Each of these four groups contains six datasets: BCSD_daily_pr and BCSD_monthly_pr (daily and monthly precipitation forecasts), BCSD_daily_tas and BCSD_monthly_tas (daily and monthly average, minimum and maximum temperature forecasts), and BCSD_daily_rsds and BCSD_monthly_rsds (daily and monthly surface solar radiation forecasts). All datasets contain forecasts from the issue date (i.e., the first of each month) for the next 215 d (daily) and 6 months (monthly), respectively.
Users interested in a teaser product are advised to use the monthly averaged forecasts. They have a maximum download size of around 2 GB for precipitation, 2.4 GB for radiation and 6 GB for the three temperature variables over our largest domain across Brazil for the whole period from 1981 to 2019 and all ensemble members. The data size for the other domains is of course much smaller. Some of the products as well as derived forecast measures like categorical precipitation and temperature forecasts are visualized through an online decision support system for the regional water management at https://sawam.gaf.de/ (last access: 2 June 2021). This system is currently under joint development with the company GAF AG (https://www.gaf.de, last access: 2 June 2021, Munich, Germany). As of now, forecasts for the Brazilian and Sudanese and Ethiopian domain are included. The data for Iran will be implemented in the near future.
We also publish the BCSD forecasts through the Karlsruhe Institute of Technology (KIT) – Campus Alpin THREDDS Data Server. In contrast to the products available via the WDCC, the operational forecasts are only available via the THREDDS Data Server. These are published with a delay of about 1 d after the release of the official seasonal forecasts from ECMWF on the fifth of each month. For getting access to the operational products, contact firstname.lastname@example.org.
In this study we present a comprehensive dataset of bias-corrected and spatially disaggregated seasonal forecasts for four different semi-arid domains across three continents. The forecasts are based on the most recent version of ECMWF's seasonal forecast system SEAS5, which are corrected towards the ERA5-Land land surface rerun of the ERA5 reanalysis with an enhanced spatial resolution of 9 km (here: 0.1∘). The final SEAS5 BCSD repository contains seasonal forecasts at daily and monthly resolution for precipitation, mean, minimum and maximum temperature as well as for radiation for the period from 1981 until 2019 with a spatial resolution of 0.1∘. For each of the 468 issue dates, we provide ensemble forecasts with 25 or 51 members (since 2017) for the coming 214 d. Currently, the data cover domains in Iran (D01), Brazil (D02), Ethiopia/Sudan (D03) and Ecuador/Peru (D04), but it is planned to extend this list to further domains.
The comparison of our SEAS5 BCSD product with the raw SEAS5 forecasts against reference data from ERA5-Land clearly indicated a reduction of biases and root mean squared errors across most study regions and variables. Further, the spatial resolution of the forecasts is improved from 36 km to 0.1∘, and the patterns of precipitation, temperature and radiation show much better agreement with the reference data. Finally, model drifts are reduced, which leads to temporally more consistent forecasts.
Besides these improvements, we could also observe remaining biases after bias correction particularly during the low- and high-lead temperature forecasts for the KA Basin. This is explained with a highly variable climate with strong gradients and heteroscedasticity, where a moving window can introduce statistical inconsistencies when, e.g., monthly averages are derived from daily data. The impact of a highly dynamic climate on the statistical consistency of bias-corrected forecasts obviously has also huge implications for, e.g., global approaches. Therefore, future works have to further examine methods and approaches to account for such strong gradients in the reference climatologies.

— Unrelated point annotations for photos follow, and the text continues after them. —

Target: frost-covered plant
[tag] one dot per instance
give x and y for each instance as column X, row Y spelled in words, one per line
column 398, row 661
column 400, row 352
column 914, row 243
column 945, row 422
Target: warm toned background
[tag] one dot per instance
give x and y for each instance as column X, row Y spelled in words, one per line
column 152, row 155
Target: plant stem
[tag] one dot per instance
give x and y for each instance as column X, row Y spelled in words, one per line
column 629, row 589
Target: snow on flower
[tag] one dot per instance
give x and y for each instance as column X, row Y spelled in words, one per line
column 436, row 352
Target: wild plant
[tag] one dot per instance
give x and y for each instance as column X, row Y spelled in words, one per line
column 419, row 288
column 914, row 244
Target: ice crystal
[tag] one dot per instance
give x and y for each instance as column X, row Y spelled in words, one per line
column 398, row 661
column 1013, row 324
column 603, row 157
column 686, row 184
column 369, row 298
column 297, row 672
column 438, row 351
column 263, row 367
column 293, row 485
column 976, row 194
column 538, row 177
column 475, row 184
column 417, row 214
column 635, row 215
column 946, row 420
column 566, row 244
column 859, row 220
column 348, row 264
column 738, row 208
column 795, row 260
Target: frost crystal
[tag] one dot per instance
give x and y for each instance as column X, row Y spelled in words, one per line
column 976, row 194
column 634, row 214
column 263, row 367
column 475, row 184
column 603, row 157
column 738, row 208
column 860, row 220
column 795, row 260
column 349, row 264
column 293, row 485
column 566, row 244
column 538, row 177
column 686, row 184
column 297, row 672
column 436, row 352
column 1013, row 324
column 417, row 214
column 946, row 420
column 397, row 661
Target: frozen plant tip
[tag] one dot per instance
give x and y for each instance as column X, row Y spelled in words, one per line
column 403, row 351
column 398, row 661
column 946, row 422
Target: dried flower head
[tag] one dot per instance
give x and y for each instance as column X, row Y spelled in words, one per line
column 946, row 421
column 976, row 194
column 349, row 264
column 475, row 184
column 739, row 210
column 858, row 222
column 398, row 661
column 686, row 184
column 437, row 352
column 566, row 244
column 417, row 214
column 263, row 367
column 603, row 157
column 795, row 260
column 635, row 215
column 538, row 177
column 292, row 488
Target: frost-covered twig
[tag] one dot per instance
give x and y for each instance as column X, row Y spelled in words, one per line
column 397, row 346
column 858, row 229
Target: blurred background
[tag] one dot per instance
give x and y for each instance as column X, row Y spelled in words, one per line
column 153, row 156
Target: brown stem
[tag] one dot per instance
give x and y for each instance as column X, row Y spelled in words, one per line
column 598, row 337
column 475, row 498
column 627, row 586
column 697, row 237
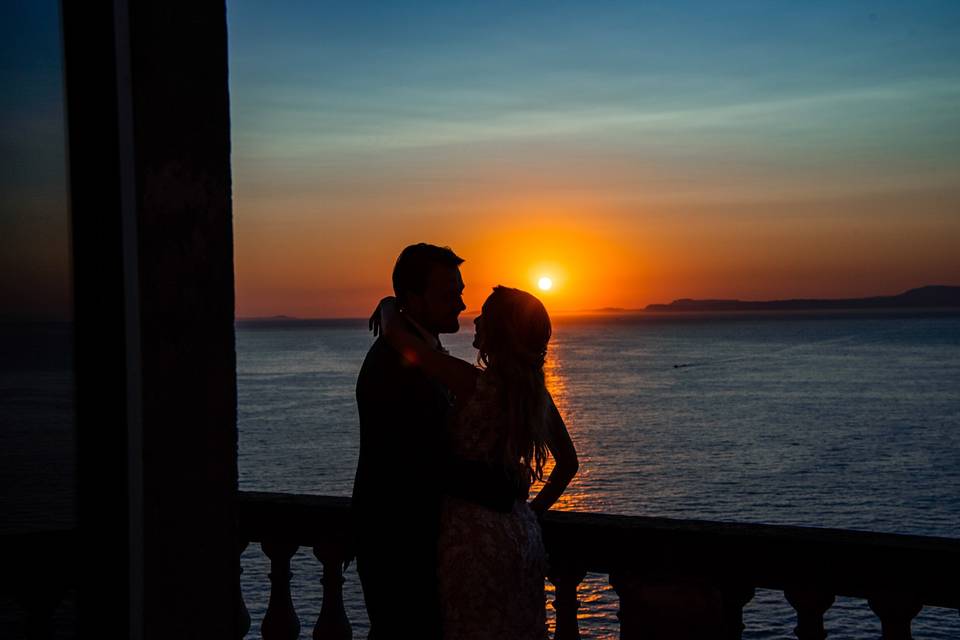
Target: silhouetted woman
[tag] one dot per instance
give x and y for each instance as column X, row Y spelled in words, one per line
column 491, row 563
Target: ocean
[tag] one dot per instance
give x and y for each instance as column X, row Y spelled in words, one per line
column 837, row 420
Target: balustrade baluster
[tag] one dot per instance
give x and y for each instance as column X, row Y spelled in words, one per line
column 565, row 602
column 281, row 621
column 332, row 624
column 243, row 615
column 810, row 606
column 896, row 614
column 734, row 598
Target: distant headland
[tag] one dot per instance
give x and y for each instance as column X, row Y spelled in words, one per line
column 934, row 296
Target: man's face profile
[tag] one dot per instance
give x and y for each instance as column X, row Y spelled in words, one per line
column 441, row 302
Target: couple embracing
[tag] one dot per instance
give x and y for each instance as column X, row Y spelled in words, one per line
column 448, row 545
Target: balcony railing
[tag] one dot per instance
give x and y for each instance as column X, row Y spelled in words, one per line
column 674, row 578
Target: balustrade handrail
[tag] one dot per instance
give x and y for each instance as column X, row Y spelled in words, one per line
column 840, row 562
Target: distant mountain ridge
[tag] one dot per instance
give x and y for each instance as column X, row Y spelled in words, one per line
column 922, row 297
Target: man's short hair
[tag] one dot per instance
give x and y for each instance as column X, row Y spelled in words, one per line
column 414, row 265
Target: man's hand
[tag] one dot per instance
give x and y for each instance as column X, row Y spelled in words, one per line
column 375, row 321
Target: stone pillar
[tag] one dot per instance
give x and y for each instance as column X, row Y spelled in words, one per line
column 149, row 154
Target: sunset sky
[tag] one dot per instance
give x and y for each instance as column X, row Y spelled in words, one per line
column 633, row 152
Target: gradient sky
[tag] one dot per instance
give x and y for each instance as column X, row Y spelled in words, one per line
column 635, row 152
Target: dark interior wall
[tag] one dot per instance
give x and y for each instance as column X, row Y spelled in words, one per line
column 181, row 147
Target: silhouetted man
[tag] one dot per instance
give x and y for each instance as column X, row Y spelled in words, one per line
column 404, row 468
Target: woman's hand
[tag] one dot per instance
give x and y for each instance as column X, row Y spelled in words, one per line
column 385, row 314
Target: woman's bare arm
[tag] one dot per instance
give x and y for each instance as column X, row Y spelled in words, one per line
column 565, row 462
column 457, row 375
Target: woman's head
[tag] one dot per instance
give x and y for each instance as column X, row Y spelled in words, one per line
column 513, row 331
column 513, row 325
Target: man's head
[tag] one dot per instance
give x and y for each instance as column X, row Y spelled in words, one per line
column 428, row 286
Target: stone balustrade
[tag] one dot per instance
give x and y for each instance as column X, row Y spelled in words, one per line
column 675, row 578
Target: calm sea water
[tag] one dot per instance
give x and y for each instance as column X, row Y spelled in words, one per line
column 845, row 421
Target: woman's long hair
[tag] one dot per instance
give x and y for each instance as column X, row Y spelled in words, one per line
column 516, row 330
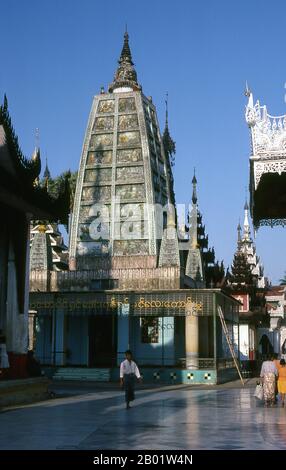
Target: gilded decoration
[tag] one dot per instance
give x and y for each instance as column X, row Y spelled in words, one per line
column 133, row 211
column 130, row 247
column 99, row 193
column 96, row 230
column 127, row 121
column 131, row 230
column 93, row 248
column 93, row 212
column 100, row 140
column 149, row 330
column 126, row 104
column 104, row 123
column 128, row 138
column 131, row 191
column 101, row 157
column 142, row 305
column 97, row 176
column 130, row 172
column 129, row 155
column 106, row 106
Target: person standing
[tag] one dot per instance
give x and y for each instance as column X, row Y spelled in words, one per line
column 276, row 362
column 282, row 380
column 128, row 373
column 268, row 374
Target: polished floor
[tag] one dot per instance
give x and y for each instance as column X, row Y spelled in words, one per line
column 160, row 418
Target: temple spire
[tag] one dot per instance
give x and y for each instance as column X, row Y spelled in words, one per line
column 47, row 174
column 246, row 225
column 238, row 235
column 194, row 183
column 125, row 78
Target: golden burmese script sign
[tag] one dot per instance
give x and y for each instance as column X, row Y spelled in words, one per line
column 136, row 304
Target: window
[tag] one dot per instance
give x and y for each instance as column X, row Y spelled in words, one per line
column 149, row 330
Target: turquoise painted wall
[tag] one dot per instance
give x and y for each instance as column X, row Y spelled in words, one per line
column 77, row 340
column 43, row 351
column 161, row 353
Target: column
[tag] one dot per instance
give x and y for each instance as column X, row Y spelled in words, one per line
column 59, row 338
column 122, row 337
column 192, row 341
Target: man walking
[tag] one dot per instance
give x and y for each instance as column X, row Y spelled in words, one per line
column 128, row 372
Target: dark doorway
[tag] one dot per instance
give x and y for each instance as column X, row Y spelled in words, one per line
column 102, row 341
column 266, row 346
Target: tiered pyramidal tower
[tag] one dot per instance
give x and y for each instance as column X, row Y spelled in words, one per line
column 123, row 174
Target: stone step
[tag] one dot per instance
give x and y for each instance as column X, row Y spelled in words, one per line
column 67, row 373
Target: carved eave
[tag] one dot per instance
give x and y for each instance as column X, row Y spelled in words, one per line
column 267, row 165
column 269, row 201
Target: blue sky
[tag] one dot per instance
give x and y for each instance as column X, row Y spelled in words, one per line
column 58, row 53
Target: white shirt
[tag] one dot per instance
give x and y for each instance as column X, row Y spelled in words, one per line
column 127, row 367
column 268, row 367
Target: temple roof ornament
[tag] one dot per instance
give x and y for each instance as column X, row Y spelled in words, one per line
column 125, row 78
column 267, row 164
column 246, row 246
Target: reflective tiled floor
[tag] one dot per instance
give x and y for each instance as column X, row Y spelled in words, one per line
column 160, row 418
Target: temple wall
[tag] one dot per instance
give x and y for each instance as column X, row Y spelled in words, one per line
column 130, row 278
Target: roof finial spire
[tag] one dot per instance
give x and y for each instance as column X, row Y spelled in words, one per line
column 194, row 183
column 167, row 102
column 37, row 138
column 125, row 76
column 247, row 91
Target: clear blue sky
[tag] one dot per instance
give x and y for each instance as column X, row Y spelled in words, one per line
column 56, row 54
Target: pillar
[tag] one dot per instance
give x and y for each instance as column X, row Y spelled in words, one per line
column 59, row 356
column 204, row 336
column 123, row 337
column 192, row 341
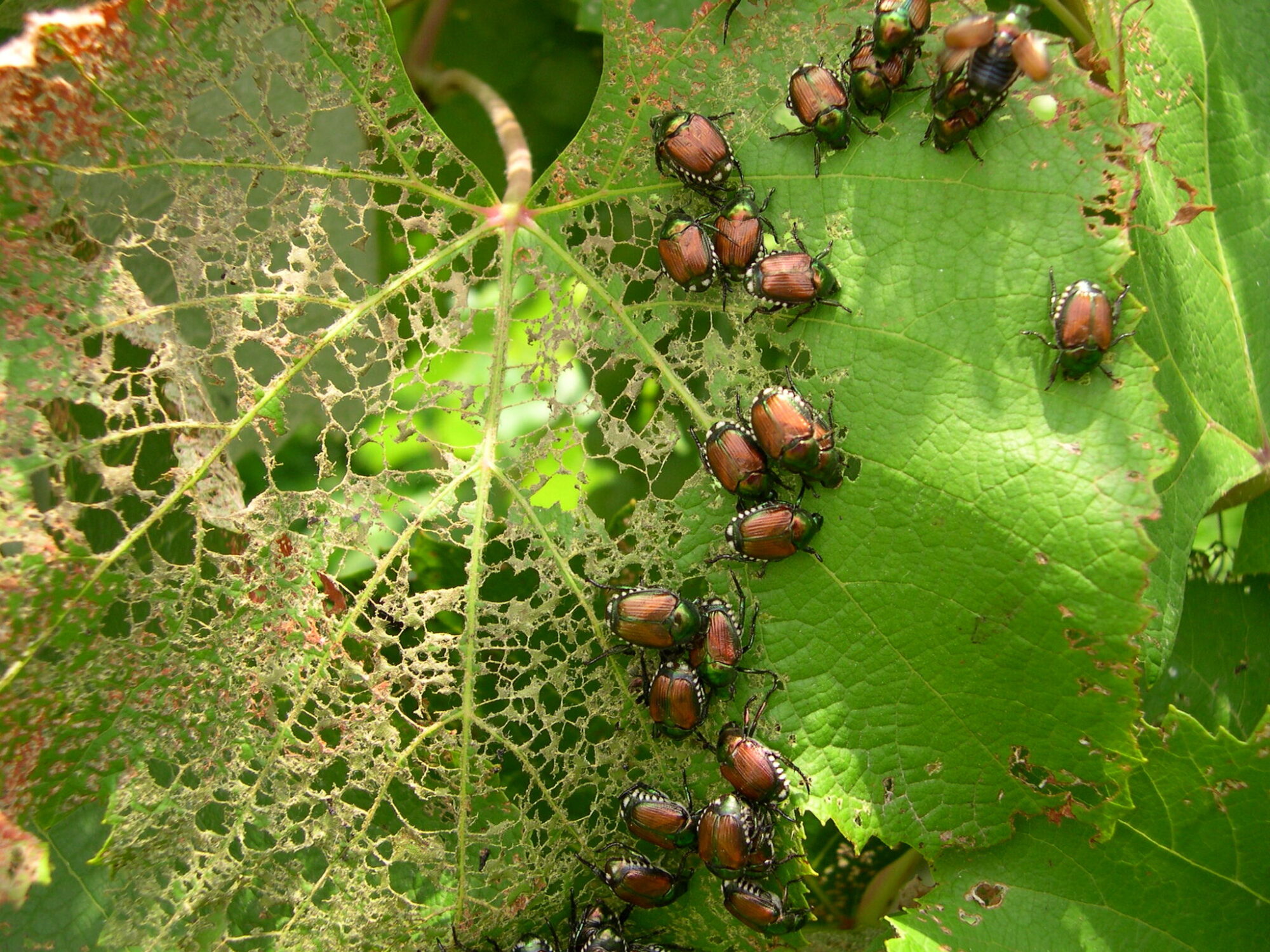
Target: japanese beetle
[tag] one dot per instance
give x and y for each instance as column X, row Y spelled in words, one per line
column 636, row 880
column 735, row 838
column 770, row 532
column 656, row 818
column 751, row 767
column 727, row 20
column 732, row 455
column 686, row 253
column 874, row 77
column 947, row 131
column 740, row 232
column 718, row 649
column 994, row 51
column 678, row 700
column 796, row 436
column 1084, row 323
column 820, row 102
column 899, row 23
column 982, row 58
column 792, row 279
column 694, row 150
column 656, row 619
column 761, row 909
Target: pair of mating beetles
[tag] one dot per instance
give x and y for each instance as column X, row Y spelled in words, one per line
column 693, row 149
column 733, row 835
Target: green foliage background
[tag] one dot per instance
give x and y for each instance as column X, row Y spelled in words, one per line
column 307, row 464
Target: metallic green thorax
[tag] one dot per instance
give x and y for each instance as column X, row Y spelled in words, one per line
column 740, row 204
column 834, row 128
column 826, row 284
column 676, row 224
column 897, row 29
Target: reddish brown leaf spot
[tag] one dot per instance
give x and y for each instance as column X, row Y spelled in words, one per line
column 1191, row 210
column 990, row 896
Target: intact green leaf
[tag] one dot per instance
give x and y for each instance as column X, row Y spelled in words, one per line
column 1220, row 670
column 350, row 692
column 1198, row 96
column 1253, row 557
column 1186, row 871
column 67, row 913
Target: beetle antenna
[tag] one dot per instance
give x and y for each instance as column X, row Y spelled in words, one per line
column 591, row 866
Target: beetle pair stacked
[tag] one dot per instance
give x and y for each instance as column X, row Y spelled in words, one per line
column 598, row 930
column 984, row 56
column 879, row 65
column 700, row 647
column 735, row 832
column 787, row 432
column 693, row 149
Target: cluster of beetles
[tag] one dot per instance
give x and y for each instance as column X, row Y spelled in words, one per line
column 700, row 644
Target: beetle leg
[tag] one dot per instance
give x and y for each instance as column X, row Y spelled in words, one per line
column 1116, row 307
column 759, row 309
column 777, row 678
column 798, row 241
column 793, row 133
column 807, row 781
column 618, row 651
column 603, row 586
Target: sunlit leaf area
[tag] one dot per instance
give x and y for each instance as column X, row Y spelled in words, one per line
column 634, row 475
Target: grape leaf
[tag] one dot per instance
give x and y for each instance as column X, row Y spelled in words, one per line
column 349, row 706
column 1197, row 98
column 1197, row 832
column 1217, row 672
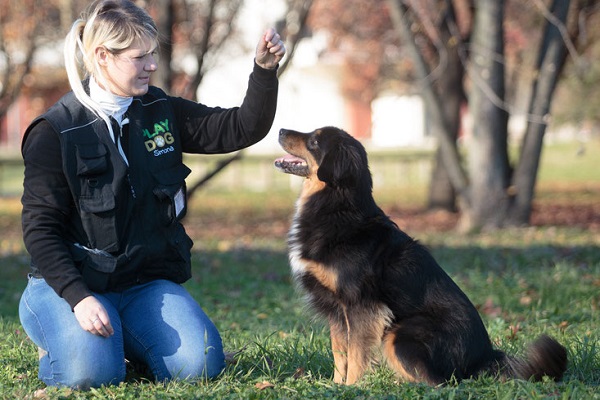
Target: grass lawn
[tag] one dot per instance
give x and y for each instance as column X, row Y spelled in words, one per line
column 524, row 281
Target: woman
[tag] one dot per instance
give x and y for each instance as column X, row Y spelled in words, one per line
column 104, row 191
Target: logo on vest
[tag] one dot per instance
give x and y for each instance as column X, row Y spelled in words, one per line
column 160, row 140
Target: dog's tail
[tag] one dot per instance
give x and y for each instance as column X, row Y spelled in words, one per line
column 544, row 357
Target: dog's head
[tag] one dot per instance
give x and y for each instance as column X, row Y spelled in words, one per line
column 329, row 154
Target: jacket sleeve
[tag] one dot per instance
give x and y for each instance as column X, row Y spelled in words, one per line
column 211, row 130
column 47, row 207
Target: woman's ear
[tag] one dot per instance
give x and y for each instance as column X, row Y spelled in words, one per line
column 102, row 56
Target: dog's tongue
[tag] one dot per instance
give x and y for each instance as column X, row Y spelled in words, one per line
column 290, row 159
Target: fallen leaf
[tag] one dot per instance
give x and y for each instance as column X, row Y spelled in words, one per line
column 264, row 385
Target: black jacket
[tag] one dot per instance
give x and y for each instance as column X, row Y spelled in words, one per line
column 86, row 213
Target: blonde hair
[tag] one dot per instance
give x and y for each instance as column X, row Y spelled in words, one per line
column 112, row 24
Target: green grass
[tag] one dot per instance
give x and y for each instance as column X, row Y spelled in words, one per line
column 524, row 282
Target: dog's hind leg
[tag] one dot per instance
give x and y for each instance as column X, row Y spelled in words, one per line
column 410, row 360
column 339, row 347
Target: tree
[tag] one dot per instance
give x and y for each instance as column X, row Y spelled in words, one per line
column 19, row 26
column 497, row 193
column 458, row 54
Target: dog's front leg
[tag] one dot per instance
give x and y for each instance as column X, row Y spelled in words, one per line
column 339, row 347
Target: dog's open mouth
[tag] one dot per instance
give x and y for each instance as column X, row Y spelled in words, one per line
column 292, row 165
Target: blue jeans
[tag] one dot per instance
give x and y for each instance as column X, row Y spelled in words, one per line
column 157, row 323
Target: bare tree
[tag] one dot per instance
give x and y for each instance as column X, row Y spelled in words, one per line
column 20, row 23
column 490, row 193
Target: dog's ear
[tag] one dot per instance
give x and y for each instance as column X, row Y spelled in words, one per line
column 340, row 166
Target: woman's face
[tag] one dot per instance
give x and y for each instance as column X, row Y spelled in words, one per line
column 128, row 73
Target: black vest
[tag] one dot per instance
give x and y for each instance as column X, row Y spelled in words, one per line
column 130, row 214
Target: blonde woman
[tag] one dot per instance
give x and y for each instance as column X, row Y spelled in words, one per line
column 104, row 192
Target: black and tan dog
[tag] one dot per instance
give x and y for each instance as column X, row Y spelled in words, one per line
column 379, row 287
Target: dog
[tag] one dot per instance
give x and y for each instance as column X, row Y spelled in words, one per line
column 377, row 286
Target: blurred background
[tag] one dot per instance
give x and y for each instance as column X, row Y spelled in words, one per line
column 465, row 106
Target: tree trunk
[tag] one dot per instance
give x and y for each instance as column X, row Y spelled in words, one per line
column 448, row 149
column 449, row 87
column 549, row 65
column 164, row 21
column 488, row 163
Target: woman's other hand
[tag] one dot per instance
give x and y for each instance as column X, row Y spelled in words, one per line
column 92, row 317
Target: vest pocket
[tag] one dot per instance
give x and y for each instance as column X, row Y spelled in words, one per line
column 96, row 266
column 98, row 218
column 170, row 191
column 91, row 159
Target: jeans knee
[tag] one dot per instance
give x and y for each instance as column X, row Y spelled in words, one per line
column 81, row 376
column 194, row 365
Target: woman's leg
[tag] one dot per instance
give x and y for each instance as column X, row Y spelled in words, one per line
column 69, row 355
column 164, row 327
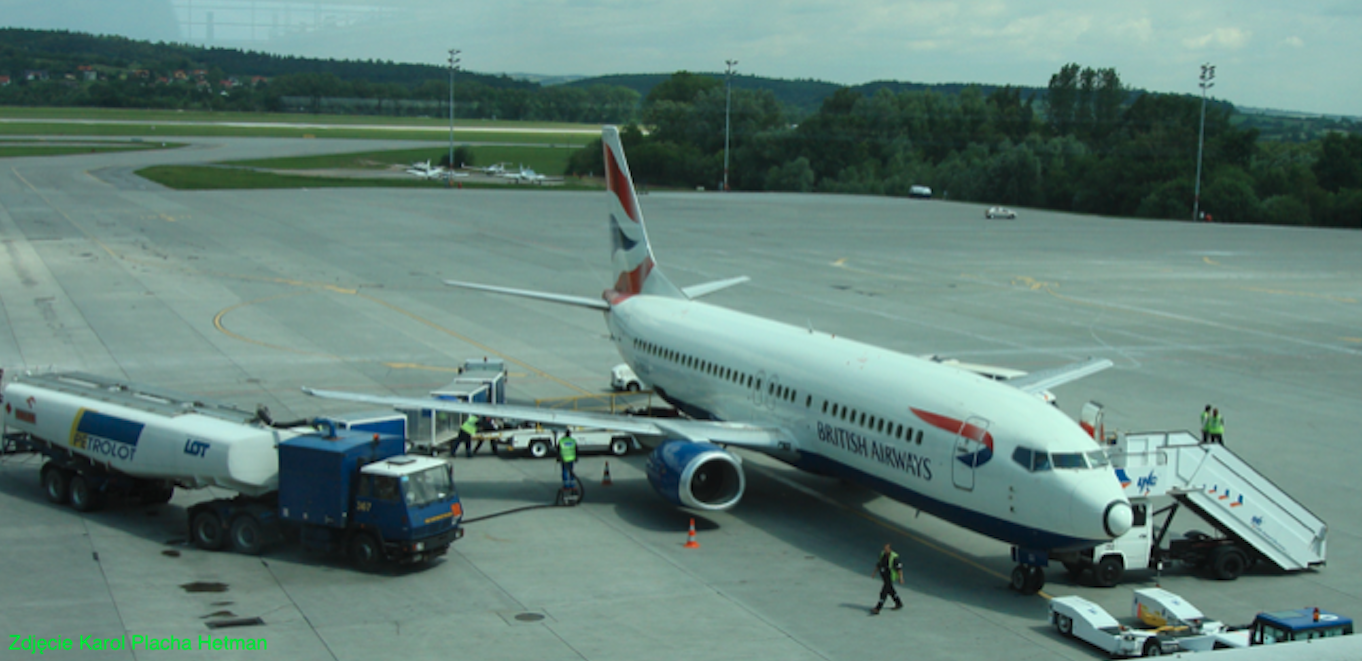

Our bias-corrected and spatially disaggregated seasonal forecasts are freely available on both daily and monthly temporal resolution via the World Data Center for Climate. To our knowledge, this is the first multi-variable and multi-domain high-resolution seasonal forecast for a period of almost 40 years. It provides a unique product for a wide variety of researchers, stakeholders and other experts from the water sector who are interested in a consistent dataset of post-processed seasonal forecasts. This product gives local experts from the four study domains, who often do not have the computational framework conditions or access to the operational products from ECMWF, the opportunity to investigate the potential of high-resolution seasonal forecasts for, e.g., the regional water management, drought forecasting or irrigation planning. Derived products like categorical forecasts, based on our SEAS5 BCSD product, have therefore already been adopted by several weather services and other higher-level authorities in the study domains. As SEAS5 BCSD also covers all months during the re-forecasting period since 1981, it can be used to review and refine currently existing decision calendars and dates when actions and management strategies for the coming rainy season are defined.
That being said, the published SEAS5 BCSD dataset currently contains only the daily and monthly ensemble forecasts and no derived information like, e.g., probabilistic forecasts or drought indicators. Hence, for transferring this product into practice, we have to (a) identify and compute regionally suitable forecasting measures and indicators, (b) make this information accessible, e.g., via a user-friendly online platform and (c) ensure a proper communication of the potential but also the limitations of such current seasonal forecasting products to all end-user sectors like authorities, water managers or farmers.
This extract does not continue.